Tomorrow, May 28th, marks the fourth anniversary of my father’s death. Every day I miss him. Every day I think of him and the many gifts he gave me. Often, his gifts came hidden in the choices and values of his own good life. He was born in Michigan, in 1918, of parents who immigrated here from Sicily. His given name, Silvestri Seminara, would later be replaced, like his father’s, with Sam Ross. He graduated from Otsego High School in Michigan and that would be the end of his formal education.
He eventually moved to Southern California where he worked in various steel plants. He became an organizer for the United Steel Workers Union and this, in many ways, forged his ethics. He taught us to always see the world: economics, politics, even religion, from the perspective of those who have little power. This ethic informed everything he did. His fierce honesty, his sly humor, and his devotion to his family marked a very good life. As a union organizer, he did some rough stuff. Southern California’s steel industry was hard to organize but the United Steel Workers were committed to a just and fair wage– as well as job security– for their workers. He talked of strikes, dealing with strike breakers, flipping over cars, fires. Union organizing was not easy.
After Pearl Harbor was attacked, he joined the Army and served in the Pacific. He didn’t talk about those years much because they were painful. But his time in the Army, like his years organizing union workers, formed him. He saw the world as a place where the powerful get what they want. He hoped for a world where the powerless get their share more often. He assumed his lack of education would limit his work with the union so he threw himself into his family. His wife of over fifty years, Vivian Carey Ross, was his constant companion. They both gave everything they had to my sister and me. They never went out, they never took trips that didn’t include us all.
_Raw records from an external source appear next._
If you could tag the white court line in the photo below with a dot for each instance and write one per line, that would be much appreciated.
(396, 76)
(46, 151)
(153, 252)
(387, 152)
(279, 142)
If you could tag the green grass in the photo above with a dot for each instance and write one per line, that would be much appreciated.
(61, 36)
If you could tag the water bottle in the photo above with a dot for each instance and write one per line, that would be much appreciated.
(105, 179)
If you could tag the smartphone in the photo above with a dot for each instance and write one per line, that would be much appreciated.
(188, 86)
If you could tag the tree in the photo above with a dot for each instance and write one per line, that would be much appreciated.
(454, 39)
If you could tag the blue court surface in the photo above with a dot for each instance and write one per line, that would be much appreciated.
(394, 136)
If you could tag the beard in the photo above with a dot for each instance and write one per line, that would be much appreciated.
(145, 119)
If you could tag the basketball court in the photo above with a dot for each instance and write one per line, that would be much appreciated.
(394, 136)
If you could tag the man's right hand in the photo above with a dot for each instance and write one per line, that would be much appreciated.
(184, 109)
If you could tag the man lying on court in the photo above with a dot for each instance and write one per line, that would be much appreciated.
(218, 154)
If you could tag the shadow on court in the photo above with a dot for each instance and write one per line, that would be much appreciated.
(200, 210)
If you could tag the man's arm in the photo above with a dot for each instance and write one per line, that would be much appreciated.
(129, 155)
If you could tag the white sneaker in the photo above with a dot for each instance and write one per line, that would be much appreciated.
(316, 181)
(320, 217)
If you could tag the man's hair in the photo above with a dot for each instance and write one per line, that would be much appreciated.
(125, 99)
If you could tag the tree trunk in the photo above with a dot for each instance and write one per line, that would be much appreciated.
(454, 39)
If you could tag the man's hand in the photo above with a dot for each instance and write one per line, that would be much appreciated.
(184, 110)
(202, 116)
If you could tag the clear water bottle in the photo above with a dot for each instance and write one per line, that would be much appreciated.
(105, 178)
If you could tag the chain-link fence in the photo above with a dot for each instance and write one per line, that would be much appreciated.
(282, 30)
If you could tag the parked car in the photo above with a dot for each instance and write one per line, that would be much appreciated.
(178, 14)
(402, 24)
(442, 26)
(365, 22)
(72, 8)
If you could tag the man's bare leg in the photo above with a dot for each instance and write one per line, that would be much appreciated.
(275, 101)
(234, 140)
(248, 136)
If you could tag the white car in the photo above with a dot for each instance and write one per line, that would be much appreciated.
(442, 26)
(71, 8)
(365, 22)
My father was the last of a generation who could, on a laborer’s salary, own a home, raise a family, and retire securely. I don’t think one can do this today without more education or family money. My father built his life on the risks his parents took leaving Sicily during the First World War. He earned every dollar he made and he saved most of them.
His example, especially of hard work and persistence, forms me more than I know. As I get older, I discover him, his values, even his humor, in myself. This is the greatest gift. His presence in me. This is easy to say and hard to live. Loss devastates me sometimes. But that’s another reflection. Today, I want to honor my father’s life. Perhaps I can best honor him by imitating his persistence and his faithfulness. Keeping my word. Laughing every chance I get.